Tag wisely

(Most of the content on this page comes directly from RFC 5646.)

For the same body of text, you may have several possible tags. Interoperability is best served when all users use the same language tag for the same language. The rules here are intended to help in that respect.

Subtags should only be used where they add useful distinguishing information; extraneous subtags interfere with the meaning, understanding, and processing of language tags. In particular, fields Suppress-Script in the registry should be obeyed: for instance, fr (French) has a Suppress-Script: Latn because the overwhelming majority of French texts are in the Latin script. Therefore, tagging text in French as fr-Latn is useless and confusing. A simple fr is enough. In the unlikely case that you meet French texts in the Arabic script, then you can add a subtag for the script: fr-Arab. (This is specially important since the former standard, in RFC 3066, did not have subtags for scripts and therefore old applications will have problems to handle them.)

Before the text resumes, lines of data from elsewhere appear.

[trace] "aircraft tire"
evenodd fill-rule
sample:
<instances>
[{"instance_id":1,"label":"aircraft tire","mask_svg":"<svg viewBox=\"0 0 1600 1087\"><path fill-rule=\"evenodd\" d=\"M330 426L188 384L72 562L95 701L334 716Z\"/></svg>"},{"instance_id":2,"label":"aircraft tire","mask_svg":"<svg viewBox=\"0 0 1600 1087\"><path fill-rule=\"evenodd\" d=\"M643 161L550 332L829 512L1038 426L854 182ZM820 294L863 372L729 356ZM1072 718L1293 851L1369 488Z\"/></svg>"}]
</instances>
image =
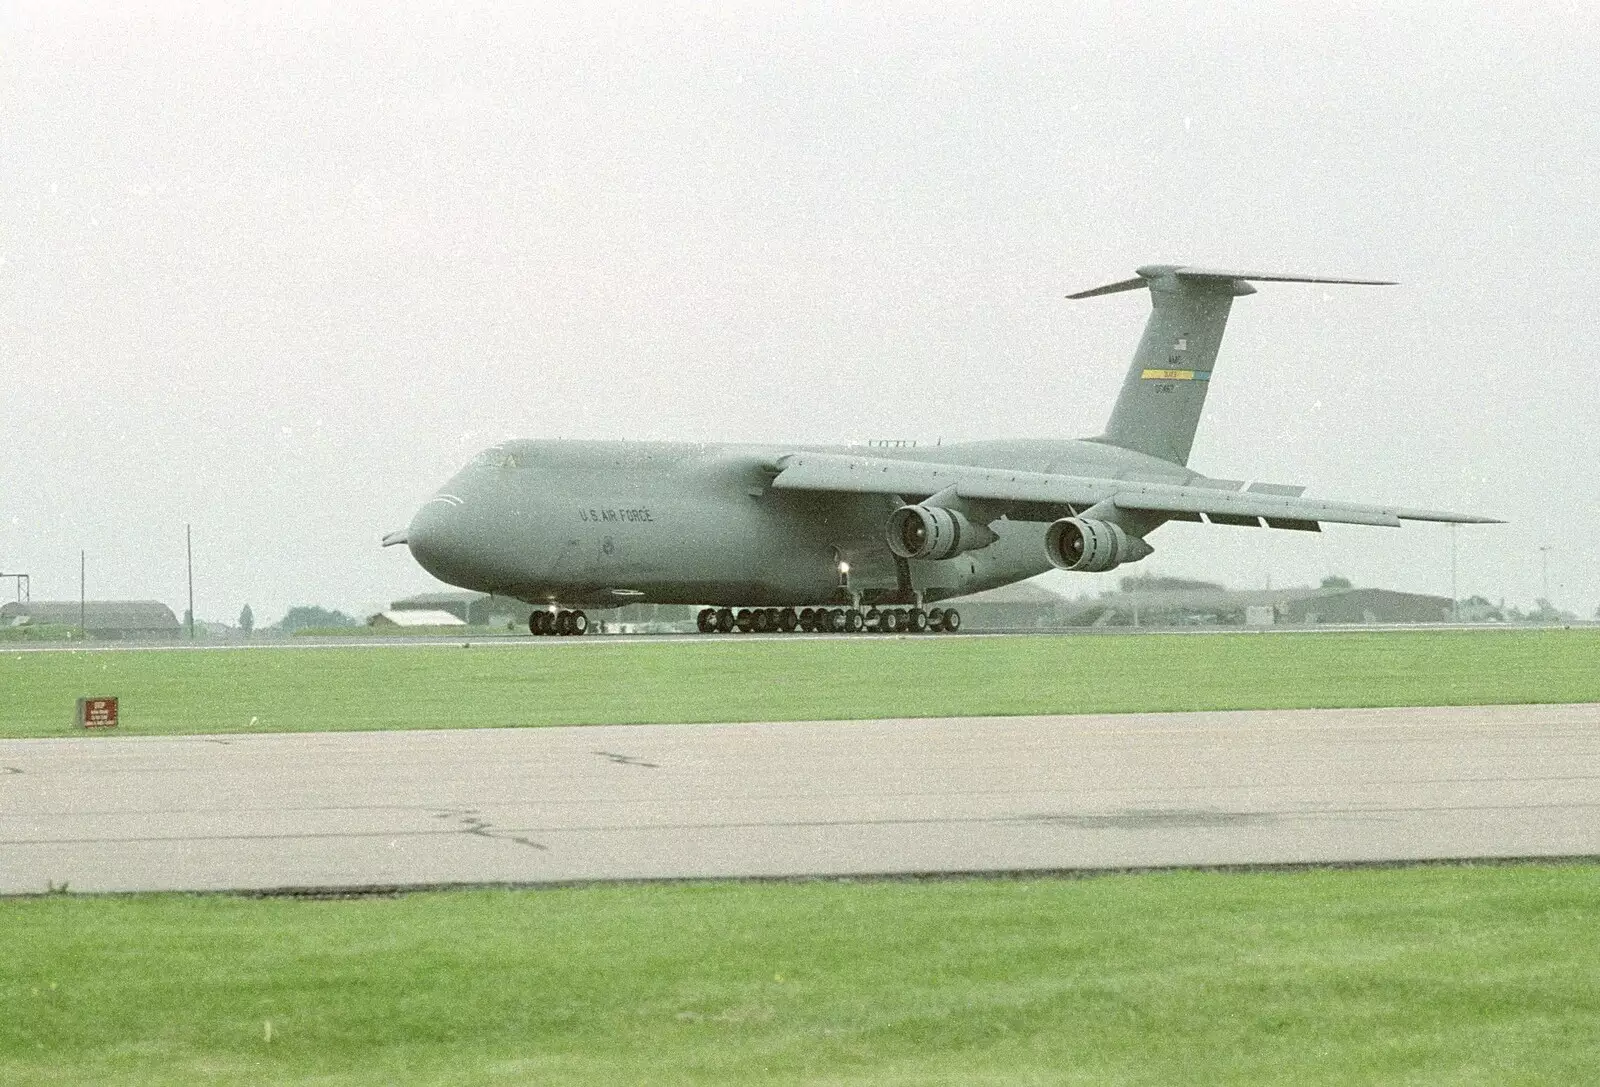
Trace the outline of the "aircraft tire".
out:
<instances>
[{"instance_id":1,"label":"aircraft tire","mask_svg":"<svg viewBox=\"0 0 1600 1087\"><path fill-rule=\"evenodd\" d=\"M717 613L711 608L701 608L700 614L694 617L694 625L701 634L710 634L717 629Z\"/></svg>"},{"instance_id":2,"label":"aircraft tire","mask_svg":"<svg viewBox=\"0 0 1600 1087\"><path fill-rule=\"evenodd\" d=\"M906 629L913 634L924 634L928 630L928 613L921 608L912 608L906 612Z\"/></svg>"},{"instance_id":3,"label":"aircraft tire","mask_svg":"<svg viewBox=\"0 0 1600 1087\"><path fill-rule=\"evenodd\" d=\"M567 619L567 633L581 638L589 633L589 617L581 611L575 611Z\"/></svg>"},{"instance_id":4,"label":"aircraft tire","mask_svg":"<svg viewBox=\"0 0 1600 1087\"><path fill-rule=\"evenodd\" d=\"M828 633L829 634L842 634L842 633L844 633L844 609L843 608L834 608L832 611L828 612Z\"/></svg>"},{"instance_id":5,"label":"aircraft tire","mask_svg":"<svg viewBox=\"0 0 1600 1087\"><path fill-rule=\"evenodd\" d=\"M749 634L756 627L756 617L750 614L749 608L740 608L733 621L740 634Z\"/></svg>"},{"instance_id":6,"label":"aircraft tire","mask_svg":"<svg viewBox=\"0 0 1600 1087\"><path fill-rule=\"evenodd\" d=\"M554 624L552 629L555 631L555 633L557 633L557 634L559 634L559 635L561 635L563 637L565 637L568 634L571 634L572 633L572 613L570 611L557 612L556 613L556 621L555 621L555 624Z\"/></svg>"},{"instance_id":7,"label":"aircraft tire","mask_svg":"<svg viewBox=\"0 0 1600 1087\"><path fill-rule=\"evenodd\" d=\"M778 613L778 629L785 634L793 634L794 628L800 623L800 617L794 613L793 608L784 608Z\"/></svg>"},{"instance_id":8,"label":"aircraft tire","mask_svg":"<svg viewBox=\"0 0 1600 1087\"><path fill-rule=\"evenodd\" d=\"M941 630L944 629L944 609L943 608L929 608L928 609L928 629L933 631L935 634L939 633Z\"/></svg>"},{"instance_id":9,"label":"aircraft tire","mask_svg":"<svg viewBox=\"0 0 1600 1087\"><path fill-rule=\"evenodd\" d=\"M810 634L817 629L817 613L810 608L800 609L800 629Z\"/></svg>"},{"instance_id":10,"label":"aircraft tire","mask_svg":"<svg viewBox=\"0 0 1600 1087\"><path fill-rule=\"evenodd\" d=\"M949 611L944 613L944 631L946 634L954 634L960 629L961 613L956 611L956 609L951 608Z\"/></svg>"},{"instance_id":11,"label":"aircraft tire","mask_svg":"<svg viewBox=\"0 0 1600 1087\"><path fill-rule=\"evenodd\" d=\"M867 614L862 616L862 629L868 634L878 633L878 627L883 622L883 614L877 608L868 608Z\"/></svg>"},{"instance_id":12,"label":"aircraft tire","mask_svg":"<svg viewBox=\"0 0 1600 1087\"><path fill-rule=\"evenodd\" d=\"M860 634L866 625L866 620L861 617L861 612L856 608L851 608L844 613L844 629L847 632Z\"/></svg>"},{"instance_id":13,"label":"aircraft tire","mask_svg":"<svg viewBox=\"0 0 1600 1087\"><path fill-rule=\"evenodd\" d=\"M767 615L766 608L756 608L750 613L750 630L752 633L765 634L771 629L771 617Z\"/></svg>"},{"instance_id":14,"label":"aircraft tire","mask_svg":"<svg viewBox=\"0 0 1600 1087\"><path fill-rule=\"evenodd\" d=\"M717 633L728 634L733 630L733 609L719 608L717 610Z\"/></svg>"},{"instance_id":15,"label":"aircraft tire","mask_svg":"<svg viewBox=\"0 0 1600 1087\"><path fill-rule=\"evenodd\" d=\"M528 633L539 633L539 613L536 611L530 611L528 613Z\"/></svg>"}]
</instances>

Use as precise a tag as possible, but no more specific than is justified. Avoid using subtags that are not important for distinguishing content in an application. For example, de might suffice for tagging an email written in German, while de-CH-1996, while legal,is probably unnecessarily precise for such a task.

But do not be too vague: the primary language subtag might not be sufficient to give all the information necessary to understand the text. For example, the tag az (for Azerbaidjani) is probably insufficient in the absence of context, because this language has no dominant script. A person fluent in one script might not be able to read the other, even though the text might be identical. Content tagged as az most probably is written in just one script and thus might not be intelligible to a reader familiar with the other script. az-Latn, az-Cyrl or az-Arab are probably necessary.

If a tag or subtag has a Preferred-Value field in its registry entry, then the value of that field should be used to form the language tag. For example, use he for Hebrew in preference to iw.

Validity of a tag is not everything. A tag may be both valid and meaningless. This is unavoidable with a generative system like the language subtag mechanism. So, ar-Cyrl-AQ (Arabic written with the cyrillic script, as used in Antarctica) is perfectly valid but should nevertheless be avoided because it has no relationship with the reality (there is not a single document with these characteristics).